Ca c'est déjà le cas :D .


 
 
Ce mythe des profs, qui ne seraient payés que 10 mois sur 12  :sweat:  
 
Pour la majorité d'entre eux, si ils étaient dans le privé, ils serait payés par les Assedic :o


---------------
Parce que le vote pour Emmanuel Macron n'est pas un vote de conviction mais une nécessité démocratique
n°27421208
Mervinside
Posté le 12-08-2011 à 12:26:42  profilanswer
 

Un des problèmes est qu'une grande partie de la population ne comprend pas les variations de la bourse. J'en fait partie alors que je vais travailler dans la finance d'entreprise et que j'ai eu des cours durant mes études concernant la finance de marché.
En gros, le marché boursier qu'on voit à la TV est le marché d'occasion. Le marché neuf est ouvert lors d'augmentations de capital et autre joyeuseté.
Lorsqu'on achète une action, on achète un droit de vote pour certaines décisions importantes de l'entreprise et un droit aux dividendes. Lors d'augmentations de capital on peut avoir "gratuitement" une ou des actions supplémentaires selon les droits que l'on a acheté par l'achat des actions.
 
Mais je ne comprend pas un truc, je suis en stage dans une entreprise côtée en bourse qui a perdu 30% en 15 jours. Qu'est-ce que ça veut dire ? Le CAC a perdu disons 20%, ça veut dire que les entreprises françaises valent 20% de moins ?
Bref, on a un manque d'information important.
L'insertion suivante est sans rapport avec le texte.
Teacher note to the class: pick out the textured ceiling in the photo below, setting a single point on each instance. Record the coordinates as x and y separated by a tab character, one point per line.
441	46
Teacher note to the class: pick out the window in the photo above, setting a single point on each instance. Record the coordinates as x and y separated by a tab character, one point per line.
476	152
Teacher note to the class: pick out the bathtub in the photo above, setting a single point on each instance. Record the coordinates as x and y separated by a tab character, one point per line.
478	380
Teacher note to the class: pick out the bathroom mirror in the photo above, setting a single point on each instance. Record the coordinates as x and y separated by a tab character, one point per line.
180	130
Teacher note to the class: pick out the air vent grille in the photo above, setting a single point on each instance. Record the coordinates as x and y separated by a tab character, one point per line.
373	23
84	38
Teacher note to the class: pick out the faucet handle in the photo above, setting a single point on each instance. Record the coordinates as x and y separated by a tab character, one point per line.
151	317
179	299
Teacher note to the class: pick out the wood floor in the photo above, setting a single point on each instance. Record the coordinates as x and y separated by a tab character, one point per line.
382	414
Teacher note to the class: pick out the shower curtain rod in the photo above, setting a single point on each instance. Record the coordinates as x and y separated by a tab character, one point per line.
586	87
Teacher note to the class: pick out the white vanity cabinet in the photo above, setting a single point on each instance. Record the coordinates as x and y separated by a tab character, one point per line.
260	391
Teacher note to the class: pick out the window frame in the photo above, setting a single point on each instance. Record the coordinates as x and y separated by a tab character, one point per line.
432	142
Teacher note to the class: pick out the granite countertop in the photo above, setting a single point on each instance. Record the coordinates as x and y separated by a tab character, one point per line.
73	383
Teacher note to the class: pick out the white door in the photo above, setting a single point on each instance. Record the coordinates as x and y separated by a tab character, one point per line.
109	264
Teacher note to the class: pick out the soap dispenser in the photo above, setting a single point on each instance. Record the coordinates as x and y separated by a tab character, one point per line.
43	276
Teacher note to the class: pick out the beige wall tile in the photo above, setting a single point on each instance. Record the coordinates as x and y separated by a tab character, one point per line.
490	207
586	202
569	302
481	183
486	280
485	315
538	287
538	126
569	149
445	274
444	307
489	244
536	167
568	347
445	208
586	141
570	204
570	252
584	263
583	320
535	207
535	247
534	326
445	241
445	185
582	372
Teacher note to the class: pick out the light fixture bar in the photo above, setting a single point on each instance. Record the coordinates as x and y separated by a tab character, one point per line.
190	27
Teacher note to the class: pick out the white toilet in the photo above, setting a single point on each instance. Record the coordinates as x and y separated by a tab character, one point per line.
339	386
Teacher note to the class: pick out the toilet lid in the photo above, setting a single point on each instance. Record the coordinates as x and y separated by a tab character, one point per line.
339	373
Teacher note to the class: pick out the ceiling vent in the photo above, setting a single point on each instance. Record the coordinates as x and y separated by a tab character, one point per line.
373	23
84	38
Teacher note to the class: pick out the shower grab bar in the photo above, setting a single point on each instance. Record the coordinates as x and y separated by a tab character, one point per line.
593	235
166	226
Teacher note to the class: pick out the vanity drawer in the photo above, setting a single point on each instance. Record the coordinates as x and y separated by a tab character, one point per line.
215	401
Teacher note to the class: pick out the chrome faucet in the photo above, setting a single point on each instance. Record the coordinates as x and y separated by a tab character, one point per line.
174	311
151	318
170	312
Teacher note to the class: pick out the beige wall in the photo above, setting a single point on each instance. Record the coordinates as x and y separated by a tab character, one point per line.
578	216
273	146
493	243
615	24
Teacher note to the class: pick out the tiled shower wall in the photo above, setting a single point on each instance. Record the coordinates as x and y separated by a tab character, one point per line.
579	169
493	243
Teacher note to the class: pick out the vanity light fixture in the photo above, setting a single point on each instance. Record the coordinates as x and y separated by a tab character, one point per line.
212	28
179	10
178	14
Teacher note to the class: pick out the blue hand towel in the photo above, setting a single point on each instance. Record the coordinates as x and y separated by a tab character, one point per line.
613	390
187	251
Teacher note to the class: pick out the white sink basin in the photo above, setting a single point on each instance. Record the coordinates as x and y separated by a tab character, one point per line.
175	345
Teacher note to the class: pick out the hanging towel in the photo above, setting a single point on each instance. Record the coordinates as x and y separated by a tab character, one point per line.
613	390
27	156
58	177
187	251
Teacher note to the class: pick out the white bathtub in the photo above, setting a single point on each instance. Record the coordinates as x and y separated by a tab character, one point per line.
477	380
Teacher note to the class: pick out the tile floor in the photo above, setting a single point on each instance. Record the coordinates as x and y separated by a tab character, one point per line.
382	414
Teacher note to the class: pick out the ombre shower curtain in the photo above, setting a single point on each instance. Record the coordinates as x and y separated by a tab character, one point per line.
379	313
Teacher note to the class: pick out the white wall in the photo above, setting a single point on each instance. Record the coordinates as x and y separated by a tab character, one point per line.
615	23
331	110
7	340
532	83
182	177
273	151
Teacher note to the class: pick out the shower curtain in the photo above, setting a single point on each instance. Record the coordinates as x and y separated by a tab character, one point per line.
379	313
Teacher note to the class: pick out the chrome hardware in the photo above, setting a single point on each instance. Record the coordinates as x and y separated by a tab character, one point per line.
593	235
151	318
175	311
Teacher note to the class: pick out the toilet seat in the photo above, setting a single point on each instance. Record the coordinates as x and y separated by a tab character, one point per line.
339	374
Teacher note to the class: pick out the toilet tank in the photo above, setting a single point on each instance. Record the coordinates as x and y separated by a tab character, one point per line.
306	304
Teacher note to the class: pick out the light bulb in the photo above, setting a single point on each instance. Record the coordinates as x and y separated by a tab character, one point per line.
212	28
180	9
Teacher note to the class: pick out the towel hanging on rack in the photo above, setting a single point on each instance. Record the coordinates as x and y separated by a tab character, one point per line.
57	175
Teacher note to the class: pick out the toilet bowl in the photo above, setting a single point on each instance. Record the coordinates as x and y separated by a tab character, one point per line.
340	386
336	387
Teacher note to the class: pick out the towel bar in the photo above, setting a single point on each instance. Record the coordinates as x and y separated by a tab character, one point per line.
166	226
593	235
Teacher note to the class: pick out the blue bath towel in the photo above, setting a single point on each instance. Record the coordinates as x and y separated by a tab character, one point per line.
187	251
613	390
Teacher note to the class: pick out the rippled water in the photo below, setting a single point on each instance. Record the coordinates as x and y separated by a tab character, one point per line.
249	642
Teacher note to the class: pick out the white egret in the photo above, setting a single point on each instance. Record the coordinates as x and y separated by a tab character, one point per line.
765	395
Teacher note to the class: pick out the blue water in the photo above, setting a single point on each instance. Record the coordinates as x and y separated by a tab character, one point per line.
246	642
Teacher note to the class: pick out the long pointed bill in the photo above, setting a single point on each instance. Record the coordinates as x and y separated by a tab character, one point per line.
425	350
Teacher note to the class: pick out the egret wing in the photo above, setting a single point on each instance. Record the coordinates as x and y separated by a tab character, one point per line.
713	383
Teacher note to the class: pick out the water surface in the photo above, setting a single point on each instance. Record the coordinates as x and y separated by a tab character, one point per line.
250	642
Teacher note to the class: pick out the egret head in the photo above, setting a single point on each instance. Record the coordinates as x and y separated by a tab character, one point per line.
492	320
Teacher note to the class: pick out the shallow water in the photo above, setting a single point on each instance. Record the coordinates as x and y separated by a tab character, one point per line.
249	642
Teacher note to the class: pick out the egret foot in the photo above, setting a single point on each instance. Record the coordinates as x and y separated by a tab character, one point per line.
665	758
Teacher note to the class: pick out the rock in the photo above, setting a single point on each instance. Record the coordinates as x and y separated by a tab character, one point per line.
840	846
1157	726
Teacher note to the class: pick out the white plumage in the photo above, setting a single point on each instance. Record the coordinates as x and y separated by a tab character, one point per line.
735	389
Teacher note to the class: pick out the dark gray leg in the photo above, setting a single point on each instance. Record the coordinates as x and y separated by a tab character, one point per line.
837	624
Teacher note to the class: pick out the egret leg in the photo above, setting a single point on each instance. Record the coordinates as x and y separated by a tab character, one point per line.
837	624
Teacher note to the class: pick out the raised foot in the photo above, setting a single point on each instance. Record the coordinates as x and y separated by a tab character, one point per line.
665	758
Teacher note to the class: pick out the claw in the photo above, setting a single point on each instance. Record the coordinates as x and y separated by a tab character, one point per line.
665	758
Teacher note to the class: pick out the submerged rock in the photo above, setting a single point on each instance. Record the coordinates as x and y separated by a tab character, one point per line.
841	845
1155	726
Et truc à la con mais je n'ai pas le souvenir d'avoir vu aux informations la bourse de Paris alors qu'on voit chaque semaine Wall Street...

n°27421360
Terminatux
Communiste
Posté le 12-08-2011 à 12:41:35  profilanswer
 

dante2002 a écrit :

Ce mythe des profs, qui ne seraient payés que 10 mois sur 12  :sweat:  
 
Pour la majorité d'entre eux, si ils étaient dans le privé, ils serait payés par les Assedic :o


 
Leur salaire est calculé sur la base de 10 mois et étalé sur 12.